Tras un breve momento de silencio, Fátima se relaja y pregunta:

—¿Tenéis alguna oportunidad de salir de ésta?

—La tenemos esta noche, ya que de habernos descubierto nos habríamos enterado. Después es difícil saberlo, creo que depende mucho del azar.

—¿Por qué no habéis intentado salir del país?

—Un coñazo. Lo intentas y la pifias; a nosotras nos va más el estilo «Si te duele el pulgar, córtate el brazo». Además, ¿qué coño pintamos fuera?

Nadine declara, pensativa:

—Fuera, yo no lo veo.

La pequeña silba, admirativa:

—¡Pero si ya estás completamente tiesa, gorda!

Fátima insiste:

—No puedes esperar a diñarla sin más. Sin rabia y aire. No se puede.

—Tu hermano también le daba al rollo —responde Manu—. Sois de una raza de combatientes, seguro. Hay montones de historias que crees que no soportarás. Y luego vas tirando. Yo nunca me lo he pasado tan bien, en serio.

Nadine prosigue:

—Total, son dos cosas distintas, tú y la idea de que te pillarán. Pero cuesta hacerse a la idea. A veces intento reflexionar sobre qué pensaría en ese momento.

Manu rompe a reír:

—Seguro que será una chorrada de la hostia. Por ejemplo, recordarás algo tope podrido, estilo la vez que se escapó el bus y volviste a pie, total, un recuerdo de mierda. Te resbalan las tripas en la acera y piensas en la lavadora que pusiste antes de salir. En fin, ya veremos, pero es lo que pienso yo.

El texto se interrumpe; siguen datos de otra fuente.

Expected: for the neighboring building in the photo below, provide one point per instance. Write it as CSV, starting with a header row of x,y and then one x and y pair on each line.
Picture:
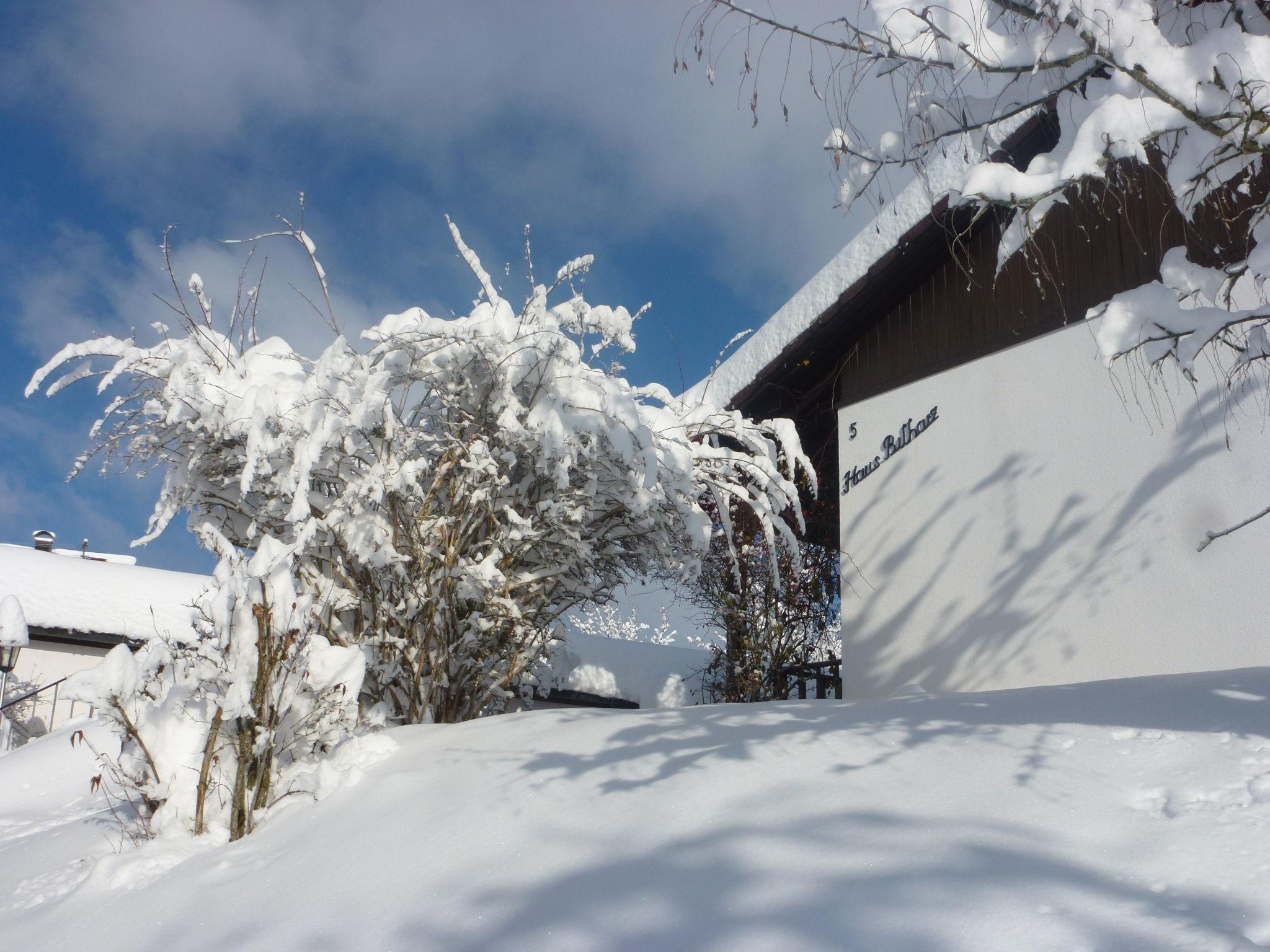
x,y
1033,518
81,604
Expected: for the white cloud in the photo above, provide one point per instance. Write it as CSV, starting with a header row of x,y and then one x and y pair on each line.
x,y
562,112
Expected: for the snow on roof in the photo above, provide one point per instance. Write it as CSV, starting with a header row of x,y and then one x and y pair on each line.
x,y
87,596
853,263
652,676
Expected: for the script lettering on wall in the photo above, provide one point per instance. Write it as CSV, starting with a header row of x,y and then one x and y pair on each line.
x,y
892,444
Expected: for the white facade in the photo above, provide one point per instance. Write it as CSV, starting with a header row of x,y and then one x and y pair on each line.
x,y
1043,527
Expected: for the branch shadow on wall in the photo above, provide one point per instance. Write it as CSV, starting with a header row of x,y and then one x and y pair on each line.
x,y
1081,553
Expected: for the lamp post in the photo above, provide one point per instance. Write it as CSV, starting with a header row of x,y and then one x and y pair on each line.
x,y
13,639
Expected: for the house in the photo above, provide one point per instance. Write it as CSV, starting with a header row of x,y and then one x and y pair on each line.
x,y
79,604
1011,513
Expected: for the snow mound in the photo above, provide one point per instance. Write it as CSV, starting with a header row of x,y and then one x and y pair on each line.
x,y
1122,815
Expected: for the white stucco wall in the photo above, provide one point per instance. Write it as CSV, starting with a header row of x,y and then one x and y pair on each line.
x,y
42,663
1044,528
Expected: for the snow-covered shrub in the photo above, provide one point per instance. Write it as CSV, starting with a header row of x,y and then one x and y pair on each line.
x,y
435,500
605,621
769,617
1178,90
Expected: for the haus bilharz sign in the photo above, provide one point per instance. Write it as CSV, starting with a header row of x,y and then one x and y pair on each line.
x,y
892,444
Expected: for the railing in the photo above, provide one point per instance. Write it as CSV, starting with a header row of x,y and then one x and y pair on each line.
x,y
827,676
18,725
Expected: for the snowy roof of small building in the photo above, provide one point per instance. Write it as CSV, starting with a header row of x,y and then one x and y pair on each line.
x,y
84,596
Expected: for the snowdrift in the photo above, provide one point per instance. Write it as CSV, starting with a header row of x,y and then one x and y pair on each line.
x,y
1114,815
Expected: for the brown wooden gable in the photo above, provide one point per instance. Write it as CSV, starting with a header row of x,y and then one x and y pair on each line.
x,y
936,301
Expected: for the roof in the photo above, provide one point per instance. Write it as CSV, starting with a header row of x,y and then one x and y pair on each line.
x,y
66,594
907,216
86,599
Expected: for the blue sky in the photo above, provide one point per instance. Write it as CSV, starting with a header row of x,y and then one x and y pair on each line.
x,y
120,118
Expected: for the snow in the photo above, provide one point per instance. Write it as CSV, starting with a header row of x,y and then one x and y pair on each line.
x,y
87,596
652,676
13,622
1123,815
853,263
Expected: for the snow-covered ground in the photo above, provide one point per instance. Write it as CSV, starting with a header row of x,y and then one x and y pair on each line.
x,y
1114,815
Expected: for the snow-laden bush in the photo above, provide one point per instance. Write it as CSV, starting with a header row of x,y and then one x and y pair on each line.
x,y
1179,90
436,499
605,621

—Si cambiáis de opinión, si queréis intentarlo, tengo un plan. Cerca de aquí. Un arquitecto para el que trabajé, yo le limpiaba la casa. Vive solo, basta con obligarle a abrir la caja fuerte. Y con lo que tiene dentro, os podréis pasear por donde os plazca.

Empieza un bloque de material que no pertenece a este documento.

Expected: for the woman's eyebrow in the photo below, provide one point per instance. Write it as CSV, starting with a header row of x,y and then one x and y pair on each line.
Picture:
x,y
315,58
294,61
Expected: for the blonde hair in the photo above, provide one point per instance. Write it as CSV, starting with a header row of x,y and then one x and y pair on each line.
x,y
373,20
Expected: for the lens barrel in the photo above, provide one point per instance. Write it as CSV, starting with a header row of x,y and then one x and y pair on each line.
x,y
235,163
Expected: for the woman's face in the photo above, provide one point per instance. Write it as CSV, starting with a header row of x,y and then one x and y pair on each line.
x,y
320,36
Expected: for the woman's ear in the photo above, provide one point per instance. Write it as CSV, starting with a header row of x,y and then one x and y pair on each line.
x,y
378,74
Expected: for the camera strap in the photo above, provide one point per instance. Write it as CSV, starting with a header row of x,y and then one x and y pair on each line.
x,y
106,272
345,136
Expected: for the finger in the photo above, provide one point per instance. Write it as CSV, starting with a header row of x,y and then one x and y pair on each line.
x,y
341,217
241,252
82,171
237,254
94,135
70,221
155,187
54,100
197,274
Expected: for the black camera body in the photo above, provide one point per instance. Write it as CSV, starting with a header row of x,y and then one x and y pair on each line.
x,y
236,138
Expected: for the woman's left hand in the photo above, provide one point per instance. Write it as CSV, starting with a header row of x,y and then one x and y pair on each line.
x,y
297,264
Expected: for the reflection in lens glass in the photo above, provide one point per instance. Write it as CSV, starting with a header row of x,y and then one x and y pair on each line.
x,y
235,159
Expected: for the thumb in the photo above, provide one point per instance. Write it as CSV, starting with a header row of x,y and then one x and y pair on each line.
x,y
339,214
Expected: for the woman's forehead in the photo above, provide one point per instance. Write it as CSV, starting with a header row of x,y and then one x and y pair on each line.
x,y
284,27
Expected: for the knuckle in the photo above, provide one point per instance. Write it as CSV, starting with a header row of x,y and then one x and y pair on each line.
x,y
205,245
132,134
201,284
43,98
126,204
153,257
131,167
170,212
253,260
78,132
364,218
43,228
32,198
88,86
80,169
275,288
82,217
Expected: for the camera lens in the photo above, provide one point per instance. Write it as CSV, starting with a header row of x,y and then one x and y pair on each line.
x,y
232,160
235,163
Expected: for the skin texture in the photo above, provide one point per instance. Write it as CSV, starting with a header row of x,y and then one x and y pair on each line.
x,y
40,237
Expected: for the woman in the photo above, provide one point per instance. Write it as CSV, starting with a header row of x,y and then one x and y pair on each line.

—Y tú, ¿por qué no lo haces?

—A mí me conoce y no quiero mandar a Tarek. Por si lo necesitáis, os explico el plan. Una pena que nadie lo aproveche. Esa caja está repleta de diamantes. Y es tonto que no intentéis algo serio, no tenéis nada que perder.

Manu protesta enérgicamente:

—Nada que perder, se dice rápido. Y nuestra paz espiritual, ¿cómo la guisas?

Nadine subraya:

—No nos dedicamos a esas cosas. Nos va más el mal gusto por el mal gusto, ya me entiendes… Pero gracias por proponerlo.

—Sí, joder, es legal de tu parte, cien por cien. Pero ya has hecho mucho por nosotras, de verdad, es suficiente.